Argument Functionality
-nomutex Do not use mutex
-p dir_path Encrypt all the files in a directory whose path is given by dir_path

Let’s analyze each command line argument, one by one

  1. -p dir_path

mw_wrap_RtlInitializeCriticalSection(0, 1) initializes a critical section and mw_wrap_CreateThread(0)spawns a number of threads. In this case (when you use the -p flag), only 1 thread is spawned by the malware. I’ve renamed the function executed by the thread to mw_fn_thread_1. It calls a function sub_1AB520(&var_cryptoPov) which initially inserts some characters into a buffer. I’ve renamed the buffer to var_crypt_provider, and after that performs a string decryption.

1
2
enc_sth = b"\x11NJTR\x00RL+r6'#s'J!uri\x15\trs'ur\t6\x15r_T\x04}+RwTs}#NJr\x13TR\x02Nu!T\x08"
decrypt_string_1(enc_sth,1,62,8)

This gives Microsoft Enhanced RSA and AES Cryptographic Provider. This Cryptographic service provider supports various algorithms such as Triple DES, AES 128, AES 192, MAC,etc. For more information, check this. After that, the malware calls CryptAcquireContextA(arg_phProv, 0, var_crypt_provider, PROV_RSA_AES, CRYPT_VERIFYCONTEXT). If it succeeds, the function returns, otherwise it sets up a new buffer, decrypts it to get the provider Microsoft Enhanced RSA and AES Cryptographic Provider and calls CryptAcquireContextA again. If it fails, the malware again sets up a buffer, decrypts it and calls CryptAcquireContextA. This entire thing can be done at most 4 times.
After that, the malware calls CryptImportKey with the second argument as a global buffer which might be a public RSA key.


Following different functions over here, we ultimately get something interesting.

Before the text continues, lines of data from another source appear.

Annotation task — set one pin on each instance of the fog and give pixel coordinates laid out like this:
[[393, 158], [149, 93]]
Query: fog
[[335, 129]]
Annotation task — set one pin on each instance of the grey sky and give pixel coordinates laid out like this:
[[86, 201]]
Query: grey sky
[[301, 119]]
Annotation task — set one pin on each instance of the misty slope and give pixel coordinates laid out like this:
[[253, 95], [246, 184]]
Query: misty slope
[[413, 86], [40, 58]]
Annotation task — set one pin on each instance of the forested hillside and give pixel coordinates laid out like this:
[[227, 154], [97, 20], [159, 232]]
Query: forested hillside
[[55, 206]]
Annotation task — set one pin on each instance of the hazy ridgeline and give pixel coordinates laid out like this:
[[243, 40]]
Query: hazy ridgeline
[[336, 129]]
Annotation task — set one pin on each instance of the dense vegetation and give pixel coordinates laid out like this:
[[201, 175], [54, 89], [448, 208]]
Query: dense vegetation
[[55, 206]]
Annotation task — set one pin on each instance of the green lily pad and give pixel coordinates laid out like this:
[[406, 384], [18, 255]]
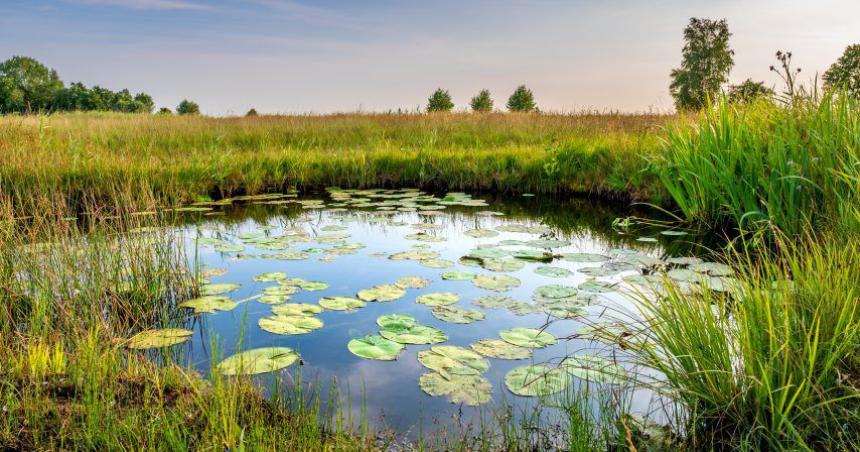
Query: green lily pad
[[415, 255], [416, 334], [412, 282], [501, 265], [208, 304], [383, 292], [528, 337], [290, 324], [458, 276], [450, 359], [437, 298], [280, 290], [292, 309], [375, 347], [274, 299], [537, 380], [436, 263], [257, 361], [532, 255], [595, 286], [230, 248], [593, 368], [341, 303], [471, 390], [480, 233], [553, 272], [455, 314], [159, 338], [270, 277], [498, 283], [497, 348], [218, 289], [493, 301], [396, 321], [584, 257]]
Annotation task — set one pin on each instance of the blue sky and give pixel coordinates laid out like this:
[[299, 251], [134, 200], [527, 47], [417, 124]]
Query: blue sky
[[340, 55]]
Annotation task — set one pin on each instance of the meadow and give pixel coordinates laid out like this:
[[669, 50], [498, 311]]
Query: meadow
[[773, 366]]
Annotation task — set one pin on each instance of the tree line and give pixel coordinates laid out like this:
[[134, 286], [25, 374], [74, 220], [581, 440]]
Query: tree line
[[707, 60], [27, 85]]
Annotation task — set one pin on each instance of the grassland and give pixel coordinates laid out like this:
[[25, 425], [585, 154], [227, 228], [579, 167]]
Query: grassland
[[774, 367]]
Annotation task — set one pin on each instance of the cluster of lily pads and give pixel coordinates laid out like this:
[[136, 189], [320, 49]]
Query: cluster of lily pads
[[453, 371]]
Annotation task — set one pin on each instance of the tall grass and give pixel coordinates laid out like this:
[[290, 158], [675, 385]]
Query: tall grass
[[775, 364], [767, 166]]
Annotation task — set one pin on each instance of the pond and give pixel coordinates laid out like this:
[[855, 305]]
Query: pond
[[421, 307]]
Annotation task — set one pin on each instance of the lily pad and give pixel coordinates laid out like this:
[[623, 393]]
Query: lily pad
[[412, 282], [450, 359], [159, 338], [584, 257], [458, 276], [415, 255], [498, 283], [553, 272], [257, 361], [501, 265], [437, 298], [480, 233], [537, 380], [208, 304], [396, 321], [383, 292], [497, 348], [291, 309], [218, 289], [416, 334], [375, 347], [528, 337], [595, 286], [290, 324], [455, 314], [436, 263], [593, 368], [271, 276], [471, 390]]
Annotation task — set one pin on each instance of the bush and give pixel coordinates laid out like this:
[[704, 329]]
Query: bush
[[186, 107], [845, 72], [522, 100], [482, 102], [439, 101]]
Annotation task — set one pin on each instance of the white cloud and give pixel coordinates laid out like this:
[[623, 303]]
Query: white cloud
[[147, 4]]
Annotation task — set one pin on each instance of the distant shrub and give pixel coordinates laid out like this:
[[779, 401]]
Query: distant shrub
[[845, 72], [186, 107], [482, 102], [522, 100], [440, 100], [748, 91], [706, 62]]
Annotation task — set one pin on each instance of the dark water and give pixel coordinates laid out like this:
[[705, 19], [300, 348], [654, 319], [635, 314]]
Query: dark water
[[389, 390]]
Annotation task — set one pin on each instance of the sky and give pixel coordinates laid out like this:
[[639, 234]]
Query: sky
[[292, 56]]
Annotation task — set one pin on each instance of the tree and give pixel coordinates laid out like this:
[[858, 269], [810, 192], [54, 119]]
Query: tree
[[706, 62], [482, 102], [522, 100], [186, 107], [440, 100], [845, 72], [749, 91], [27, 85]]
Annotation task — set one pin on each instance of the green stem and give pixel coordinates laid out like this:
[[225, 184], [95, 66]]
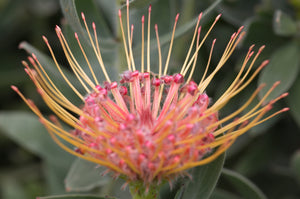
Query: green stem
[[139, 191]]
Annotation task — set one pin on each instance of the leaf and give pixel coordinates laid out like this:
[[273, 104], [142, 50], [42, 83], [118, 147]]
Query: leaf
[[70, 12], [204, 180], [236, 12], [244, 186], [295, 165], [50, 67], [84, 176], [283, 67], [222, 194], [25, 129], [283, 24], [293, 101], [75, 197], [181, 30]]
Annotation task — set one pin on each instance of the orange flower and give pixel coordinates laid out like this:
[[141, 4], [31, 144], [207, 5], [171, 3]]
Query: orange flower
[[148, 127]]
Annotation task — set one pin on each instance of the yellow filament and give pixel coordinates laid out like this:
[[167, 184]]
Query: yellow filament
[[143, 45], [159, 52], [98, 55], [191, 46], [124, 42]]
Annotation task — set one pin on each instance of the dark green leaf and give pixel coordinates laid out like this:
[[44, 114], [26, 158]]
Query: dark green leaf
[[293, 101], [179, 193], [222, 194], [84, 176], [295, 165], [283, 67], [75, 197], [204, 180], [236, 12], [54, 74], [244, 186], [283, 24], [25, 129]]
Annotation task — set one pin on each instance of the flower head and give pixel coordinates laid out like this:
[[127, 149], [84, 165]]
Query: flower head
[[148, 126]]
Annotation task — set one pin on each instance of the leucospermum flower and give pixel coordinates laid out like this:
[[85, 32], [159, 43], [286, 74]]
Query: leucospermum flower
[[148, 127]]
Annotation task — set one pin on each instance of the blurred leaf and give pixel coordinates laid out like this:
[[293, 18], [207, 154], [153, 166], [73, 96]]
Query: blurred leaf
[[204, 180], [295, 165], [84, 176], [54, 74], [283, 67], [25, 129], [236, 12], [70, 12], [283, 24], [75, 197], [165, 28], [259, 31], [139, 3], [293, 100], [11, 189], [244, 186], [180, 193], [256, 156], [222, 194], [55, 176]]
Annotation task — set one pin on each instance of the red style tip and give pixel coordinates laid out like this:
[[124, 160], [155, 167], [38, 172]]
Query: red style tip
[[200, 15], [177, 16], [240, 29], [285, 109], [82, 16], [218, 17], [261, 48], [34, 57], [276, 83], [284, 95], [45, 39], [251, 47], [14, 88], [199, 30], [57, 28], [266, 62]]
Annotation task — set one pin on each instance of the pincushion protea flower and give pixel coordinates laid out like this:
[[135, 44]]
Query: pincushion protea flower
[[148, 127]]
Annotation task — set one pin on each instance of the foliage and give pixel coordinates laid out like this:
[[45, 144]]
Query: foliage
[[32, 164]]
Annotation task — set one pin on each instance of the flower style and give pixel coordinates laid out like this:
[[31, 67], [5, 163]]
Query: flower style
[[148, 127]]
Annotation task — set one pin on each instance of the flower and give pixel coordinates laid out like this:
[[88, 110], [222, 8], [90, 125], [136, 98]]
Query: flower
[[148, 127]]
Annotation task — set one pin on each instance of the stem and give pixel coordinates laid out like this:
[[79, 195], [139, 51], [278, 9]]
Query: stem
[[139, 191]]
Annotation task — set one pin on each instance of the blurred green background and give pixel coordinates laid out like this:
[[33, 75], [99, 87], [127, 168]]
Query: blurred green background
[[32, 165]]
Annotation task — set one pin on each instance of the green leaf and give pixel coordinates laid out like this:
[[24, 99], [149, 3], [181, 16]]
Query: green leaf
[[295, 165], [84, 176], [70, 12], [222, 194], [244, 186], [204, 180], [283, 24], [50, 67], [25, 129], [293, 100], [179, 193], [283, 67], [75, 197]]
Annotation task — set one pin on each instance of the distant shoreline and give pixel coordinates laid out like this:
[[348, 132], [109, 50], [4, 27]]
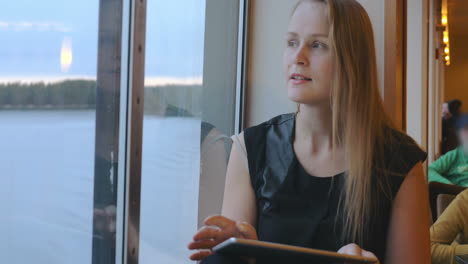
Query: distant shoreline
[[81, 95]]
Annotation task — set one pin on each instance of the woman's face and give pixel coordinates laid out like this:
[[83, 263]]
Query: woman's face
[[307, 60]]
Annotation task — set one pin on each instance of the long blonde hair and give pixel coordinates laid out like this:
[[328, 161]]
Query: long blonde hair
[[359, 119]]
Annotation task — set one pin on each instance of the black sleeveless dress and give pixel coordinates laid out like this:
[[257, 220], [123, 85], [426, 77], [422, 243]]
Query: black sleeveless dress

Let’s decrypt the blob of code as seen in the image above.

1
2
enc_sth_5 = b'\x10}"}\x14}^}>}"} }\x17}%}\x17}}'
decrypt_string_1(enc_sth_5,1,36,125)

This gives us the output r e a d m e . t x t. If you run the malware standalone, with the -p flag, you’ll notice that the decryption instructions are stored in this file.

The malware creates a file readme.txt in the directory supplied as a command line argument, and writes the data stored in a global buffer into it.